La clausura, in questo modo, oltre ad essere «il luogo della comunione spirituale con Dio», diventa il luogo della comunione di amore «con i fratelli e le sorelle», dove «la limitazione degli spazi e dei contatti opera a vantaggio dell’interiorizzazione dei valori evangelici» (VC 59).
Come scriveva santa Teresa di Lisieux, il posto dei contemplativi è nel cuore della Chiesa e la loro vocazione è l’amore: «Nel cuore della Chiesa, mia madre, io sarò l’amore, e sarò tutto». Questi uomini e queste donne offrono la loro vita per la Chiesa, per i vescovi, per i sacerdoti, per quanti sono nel dubbio, per chi soffre, per chi è lontano da Dio e per tutte le tragedie e i bisogni dell’umanità: nonostante le grate – o, in qualche modo misterioso, proprio attraverso di esse – che materialmente le separano dal mondo, attraverso gli angusti e infiniti spazi della loro clausura, sono presenti con la loro vita di nascondimento, di amore e di sacrificio a tutti i drammi del mondo e della Chiesa.
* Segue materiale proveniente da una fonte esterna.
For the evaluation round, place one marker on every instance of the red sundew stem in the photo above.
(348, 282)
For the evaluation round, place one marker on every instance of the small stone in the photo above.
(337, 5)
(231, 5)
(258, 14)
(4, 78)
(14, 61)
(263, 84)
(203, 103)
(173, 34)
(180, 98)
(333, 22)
Diventano la sorgente a cui ogni uomo e ogni donna può attingere forza, gioia, serenità, coraggio, in una comunicazione continua, fatta di parole semplici, di richieste di preghiere, di vicinanza spirituale, di cui tutti coloro che bussano alla porta del monastero possono fare esperienza concreta.
La clausura è dunque il luogo dove la Chiesa sposa dà gloria al suo Sposo e, mossa dallo Spirito che la abita, grida a Lui: «Vieni!» (Ap 22, 17). Ogni contemplativo ripete, incessantemente e colmo di stupore, la preghiera di santa Maria Maddalena de’ Pazzi: «O Sposo, o Verbo, sempre ti voglio chiamare in questo modo. Deh, ammirate il mio Sposo Verbo, quanto è bello, quanto è grande, quanto è degno, quanto è risplendente la faccia sua. O Sposo, o mio amoroso Verbo! O creature da lui create che state a fare? Tutti vi invito a mirare e considerare la sua grandezza, la sua magnificenza e la gloria».